Last week the Federal Reserve released the results of the latest Survey of 
Consumer Finances, a triennial report on the assets and liabilities of American 
households. The bottom line is that there has been basically no wealth creation 
at all since the turn of the millennium: the net worth of the average American 
household, adjusted for inflation, is lower now than it was in 2001. 

At one level this should come as no surprise. For most of the last decade 
America was a nation of borrowers and spenders, not savers. The personal 
savings rate dropped from 9 percent in the 1980s to 5 percent in the 1990s, to 
just 0.6 percent from 2005 to 2007, and household debt grew much faster than 
personal income. Why should we have expected our net worth to go up?
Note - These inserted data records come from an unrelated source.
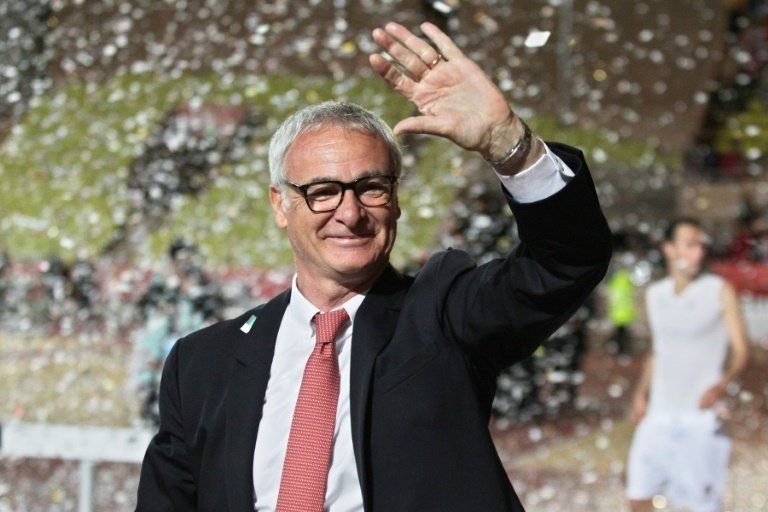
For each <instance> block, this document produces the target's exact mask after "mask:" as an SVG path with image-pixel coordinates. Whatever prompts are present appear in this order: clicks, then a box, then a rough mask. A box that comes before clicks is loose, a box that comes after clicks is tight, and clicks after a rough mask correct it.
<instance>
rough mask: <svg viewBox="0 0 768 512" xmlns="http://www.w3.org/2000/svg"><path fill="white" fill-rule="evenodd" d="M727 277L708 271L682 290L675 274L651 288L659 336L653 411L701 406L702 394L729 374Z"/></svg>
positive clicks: (655, 375)
mask: <svg viewBox="0 0 768 512" xmlns="http://www.w3.org/2000/svg"><path fill="white" fill-rule="evenodd" d="M723 285H724V280H723V279H722V278H721V277H719V276H715V275H712V274H703V275H701V276H699V277H698V278H696V279H695V280H694V281H693V282H692V283H690V284H689V285H688V286H687V287H686V288H685V289H684V290H683V291H682V293H680V294H677V293H675V288H674V282H673V280H672V278H670V277H667V278H665V279H662V280H660V281H658V282H656V283H654V284H652V285H651V286H650V287H649V288H648V293H647V295H646V299H647V302H646V304H647V308H648V321H649V323H650V327H651V335H652V336H653V356H654V358H653V375H652V380H651V391H650V404H649V412H666V411H676V412H682V411H690V410H698V409H699V398H700V397H701V395H702V394H703V393H704V392H705V391H706V390H707V389H709V388H710V387H712V386H713V385H715V384H716V383H717V382H718V381H719V380H720V378H721V377H722V374H723V366H724V363H725V358H726V355H727V353H728V332H727V330H726V328H725V322H724V320H723V304H722V298H721V297H722V289H723Z"/></svg>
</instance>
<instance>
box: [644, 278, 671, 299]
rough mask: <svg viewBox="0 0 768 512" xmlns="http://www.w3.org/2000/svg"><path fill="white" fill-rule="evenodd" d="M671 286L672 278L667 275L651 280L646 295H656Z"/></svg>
mask: <svg viewBox="0 0 768 512" xmlns="http://www.w3.org/2000/svg"><path fill="white" fill-rule="evenodd" d="M671 287H672V278H671V277H669V276H665V277H662V278H661V279H659V280H657V281H654V282H652V283H651V284H649V285H648V295H649V296H651V295H657V294H659V293H664V292H665V291H668V290H670V289H671Z"/></svg>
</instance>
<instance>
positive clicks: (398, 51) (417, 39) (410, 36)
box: [373, 22, 439, 81]
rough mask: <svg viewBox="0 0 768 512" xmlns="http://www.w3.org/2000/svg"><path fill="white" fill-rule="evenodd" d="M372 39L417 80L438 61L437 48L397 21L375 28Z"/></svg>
mask: <svg viewBox="0 0 768 512" xmlns="http://www.w3.org/2000/svg"><path fill="white" fill-rule="evenodd" d="M435 29H437V27H435ZM438 31H439V30H438ZM373 40H374V41H375V42H376V44H378V45H379V47H381V48H382V49H383V50H384V51H385V52H386V53H387V54H388V55H389V56H390V57H392V59H393V61H394V62H395V63H396V65H397V66H398V67H399V68H401V69H402V70H403V71H404V72H405V73H407V74H408V75H409V76H410V77H411V78H413V79H414V80H417V81H418V80H419V79H420V78H421V77H422V76H423V75H424V74H426V73H427V71H429V70H430V69H431V68H432V67H433V66H435V65H436V64H437V63H438V62H439V53H438V52H437V50H435V49H434V48H433V47H432V46H430V45H429V43H427V42H426V41H424V40H423V39H421V38H420V37H418V36H416V35H414V34H413V33H412V32H411V31H410V30H408V29H407V28H405V27H403V26H402V25H400V24H398V23H394V22H390V23H387V25H386V26H385V28H384V29H381V28H377V29H375V30H374V31H373Z"/></svg>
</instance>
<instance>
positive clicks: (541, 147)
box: [481, 113, 546, 176]
mask: <svg viewBox="0 0 768 512" xmlns="http://www.w3.org/2000/svg"><path fill="white" fill-rule="evenodd" d="M510 118H511V119H510V122H508V123H505V124H504V127H503V128H499V129H497V130H495V133H494V136H493V139H492V141H491V143H490V145H489V146H488V149H487V150H485V151H483V152H481V153H482V155H483V157H484V158H485V160H486V161H487V162H488V163H489V165H490V166H491V167H492V168H493V170H494V171H496V173H497V174H499V175H501V176H514V175H516V174H518V173H519V172H520V171H523V170H525V169H527V168H528V167H530V166H531V165H533V164H534V163H535V162H536V161H537V160H538V158H539V157H540V156H541V155H542V154H544V153H545V152H546V151H545V150H544V143H543V142H542V141H541V139H539V138H538V137H537V136H536V135H535V134H534V133H533V132H532V131H531V129H530V128H529V127H528V125H527V124H525V122H524V121H523V120H522V119H520V118H519V117H517V115H516V114H514V113H510Z"/></svg>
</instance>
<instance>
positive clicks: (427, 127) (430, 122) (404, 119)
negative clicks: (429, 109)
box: [393, 116, 448, 137]
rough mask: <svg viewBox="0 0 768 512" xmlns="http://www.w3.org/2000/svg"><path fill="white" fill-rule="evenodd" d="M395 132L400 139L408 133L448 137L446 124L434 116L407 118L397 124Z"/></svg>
mask: <svg viewBox="0 0 768 512" xmlns="http://www.w3.org/2000/svg"><path fill="white" fill-rule="evenodd" d="M393 131H394V132H395V135H397V136H398V137H399V136H401V135H404V134H406V133H421V134H428V135H437V136H440V137H445V136H447V135H448V131H447V130H446V126H445V123H442V122H440V120H439V119H437V118H434V117H432V116H416V117H407V118H405V119H403V120H402V121H400V122H399V123H397V124H396V125H395V128H394V129H393Z"/></svg>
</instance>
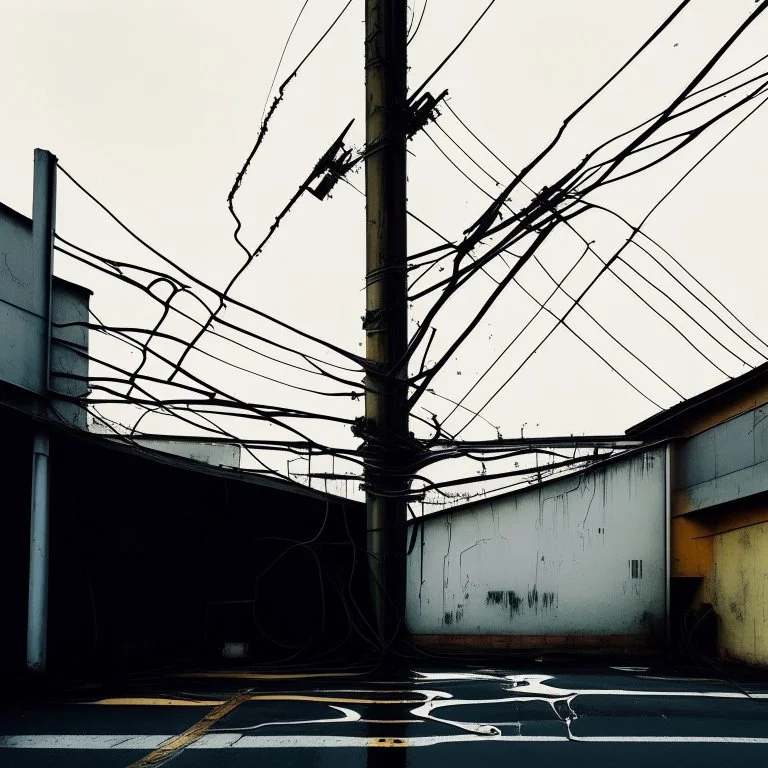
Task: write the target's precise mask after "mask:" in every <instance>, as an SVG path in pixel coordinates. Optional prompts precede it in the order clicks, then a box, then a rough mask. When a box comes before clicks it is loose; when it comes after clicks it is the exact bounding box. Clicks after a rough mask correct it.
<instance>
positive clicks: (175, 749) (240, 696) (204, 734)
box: [130, 693, 251, 768]
mask: <svg viewBox="0 0 768 768" xmlns="http://www.w3.org/2000/svg"><path fill="white" fill-rule="evenodd" d="M250 698H251V694H250V693H238V694H237V695H236V696H233V697H232V698H231V699H229V700H228V701H225V702H224V703H223V704H220V705H219V706H218V707H215V708H214V709H212V710H211V711H210V712H209V713H208V714H207V715H206V716H205V717H204V718H203V719H202V720H198V722H196V723H195V724H194V725H192V726H190V727H189V728H187V730H186V731H184V733H181V734H179V735H178V736H174V737H173V738H172V739H168V741H166V742H165V743H163V744H161V745H160V746H159V747H158V748H157V749H156V750H154V751H153V752H150V753H149V754H148V755H145V756H144V757H142V758H141V760H137V761H136V762H135V763H131V765H130V768H148V766H153V765H161V764H162V763H164V762H165V761H166V760H169V759H171V758H172V757H174V756H175V755H176V754H177V753H179V752H181V751H182V750H184V749H186V748H187V747H188V746H189V745H190V744H193V743H194V742H195V741H197V740H198V739H199V738H201V737H202V736H204V735H205V734H206V733H207V732H208V731H209V730H210V729H211V728H212V727H213V726H214V725H215V724H216V723H217V722H218V721H219V720H221V719H222V718H223V717H225V716H226V715H228V714H229V713H230V712H232V711H234V710H235V709H237V708H238V707H239V706H240V705H241V704H244V703H245V702H246V701H248V700H249V699H250Z"/></svg>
Yet until very recently Americans believed they were getting richer, because 
they received statements saying that their houses and stock portfolios were 
appreciating in value faster than their debts were increasing. And if the 
belief of many Americans that they could count on capital gains forever sounds 
naïve, it’s worth remembering just how many influential voices — notably in 
right-leaning publications like The Wall Street Journal, Forbes and National 
Review — promoted that belief, and ridiculed those who worried about low 
savings and high levels of debt.

Then reality struck, and it turned out that the worriers had been right all 
along. The surge in asset values had been an illusion — but the surge in debt 
had been all too real.

So now we’re in trouble — deeper trouble, I think, than most people realize 
even now. And I’m not just talking about the dwindling band of forecasters who 
still insist that the economy will snap back any day now.
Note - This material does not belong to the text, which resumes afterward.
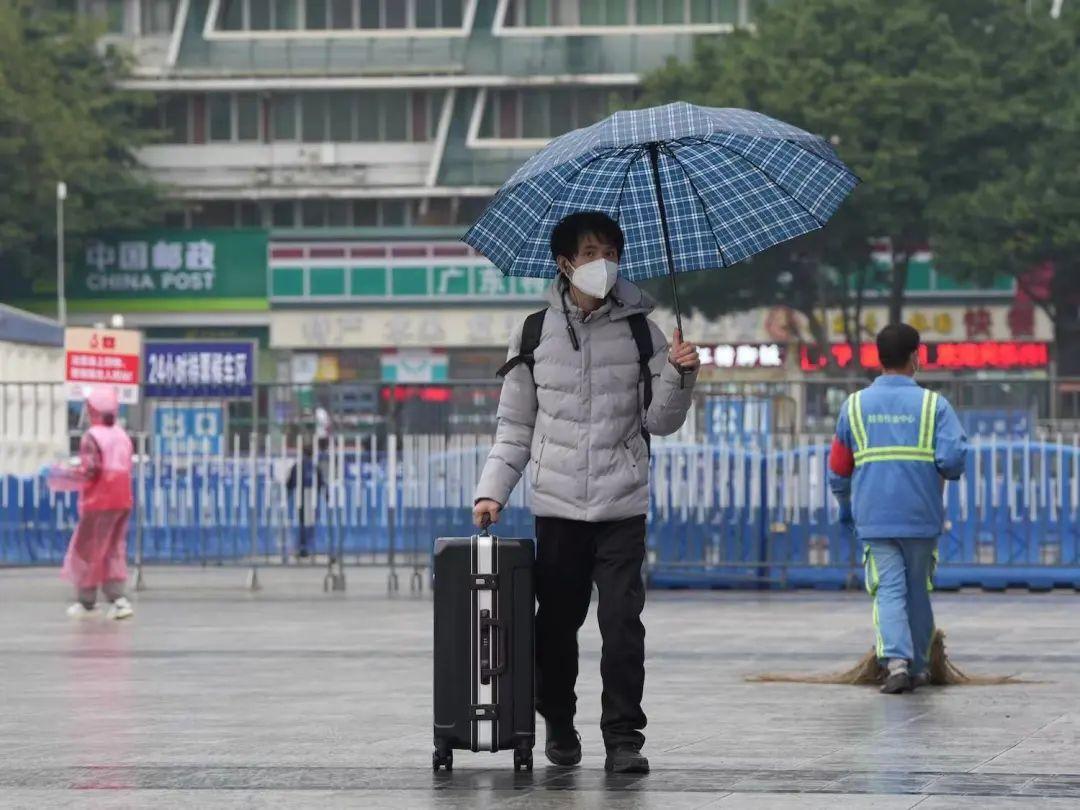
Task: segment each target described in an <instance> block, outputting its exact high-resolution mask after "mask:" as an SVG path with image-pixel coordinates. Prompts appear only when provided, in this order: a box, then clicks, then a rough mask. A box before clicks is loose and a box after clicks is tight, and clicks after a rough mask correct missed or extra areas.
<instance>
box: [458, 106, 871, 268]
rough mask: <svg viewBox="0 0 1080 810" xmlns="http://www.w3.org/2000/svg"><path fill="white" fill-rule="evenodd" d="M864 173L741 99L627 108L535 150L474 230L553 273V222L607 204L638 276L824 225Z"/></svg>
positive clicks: (483, 217)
For this is a broad-based mess. Everyone talks about the problems of the banks, 
which are indeed in even worse shape than the rest of the system. But the banks 
aren’t the only players with too much debt and too few assets; the same 
description applies to the private sector as a whole.
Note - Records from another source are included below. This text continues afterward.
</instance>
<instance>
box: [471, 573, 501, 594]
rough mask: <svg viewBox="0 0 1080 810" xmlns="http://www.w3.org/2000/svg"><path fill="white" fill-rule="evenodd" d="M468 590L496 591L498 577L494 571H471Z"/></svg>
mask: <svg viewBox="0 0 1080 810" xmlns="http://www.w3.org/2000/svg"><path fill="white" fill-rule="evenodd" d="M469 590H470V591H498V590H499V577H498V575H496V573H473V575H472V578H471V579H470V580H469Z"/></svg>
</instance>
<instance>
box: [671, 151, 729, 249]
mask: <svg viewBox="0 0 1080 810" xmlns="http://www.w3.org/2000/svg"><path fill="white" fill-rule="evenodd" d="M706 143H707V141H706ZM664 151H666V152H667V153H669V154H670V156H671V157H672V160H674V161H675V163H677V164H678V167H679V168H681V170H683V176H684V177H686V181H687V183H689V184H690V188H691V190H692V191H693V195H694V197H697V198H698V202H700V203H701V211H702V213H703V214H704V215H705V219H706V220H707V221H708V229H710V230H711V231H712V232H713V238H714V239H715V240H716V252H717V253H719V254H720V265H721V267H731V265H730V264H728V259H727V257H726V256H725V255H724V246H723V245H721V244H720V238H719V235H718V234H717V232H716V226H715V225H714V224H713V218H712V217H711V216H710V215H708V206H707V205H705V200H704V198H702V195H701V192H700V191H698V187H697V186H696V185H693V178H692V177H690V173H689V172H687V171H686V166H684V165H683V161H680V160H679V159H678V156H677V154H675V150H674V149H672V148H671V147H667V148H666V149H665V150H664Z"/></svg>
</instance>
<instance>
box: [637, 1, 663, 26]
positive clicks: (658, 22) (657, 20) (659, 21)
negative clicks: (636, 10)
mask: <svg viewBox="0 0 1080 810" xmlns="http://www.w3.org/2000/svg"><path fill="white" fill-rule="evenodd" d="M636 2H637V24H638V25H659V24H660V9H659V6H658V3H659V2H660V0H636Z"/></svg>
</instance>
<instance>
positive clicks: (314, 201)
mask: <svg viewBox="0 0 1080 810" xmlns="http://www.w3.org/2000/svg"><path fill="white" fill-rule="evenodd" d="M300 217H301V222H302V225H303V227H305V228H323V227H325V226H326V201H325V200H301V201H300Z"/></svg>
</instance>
And as the great American economist Irving Fisher pointed out in the 1930s, the 
things people and companies do when they realize they have too much debt tend 
to be self-defeating when everyone tries to do them at the same time. Attempts 
to sell assets and pay off debt deepen the plunge in asset prices, further 
reducing net worth. Attempts to save more translate into a collapse of consumer 
demand, deepening the economic slump.

Are policy makers ready to do what it takes to break this vicious circle? In 
principle, yes. Government officials understand the issue: we need to “contain 
what is a very damaging and potentially deflationary spiral,” says Lawrence 
Summers, a top Obama economic adviser.

In practice, however, the policies currently on offer don’t look adequate to 
the challenge. The fiscal stimulus plan, while it will certainly help, probably 
won’t do more than mitigate the economic side effects of debt deflation. And 
the much-awaited announcement of the bank rescue plan left everyone confused 
rather than reassured.

There’s hope that the bank rescue will eventually turn into something stronger. 
It has been interesting to watch the idea of temporary bank nationalization 
move from the fringe to mainstream acceptance, with even Republicans like 
Senator Lindsey Graham conceding that it may be necessary. But even if we 
eventually do what’s needed on the bank front, that will solve only part of the 
problem.

If you want to see what it really takes to boot the economy out of a debt trap, 
look at the large public works program, otherwise known as World War II, that 
ended the Great Depression. The war didn’t just lead to full employment. It 
also led to rapidly rising incomes and substantial inflation, all with 
virtually no borrowing by the private sector. By 1945 the government’s debt had 
soared, but the ratio of private-sector debt to G.D.P. was only half what it 
had been in 1940. And this low level of private debt helped set the stage for 
the great postwar boom.

Since nothing like that is on the table, or seems likely to get on the table 
any time soon, it will take years for families and firms to work off the debt 
they ran up so blithely. The odds are that the legacy of our time of illusion — 
our decade at Bernie’s — will be a long, painful slump.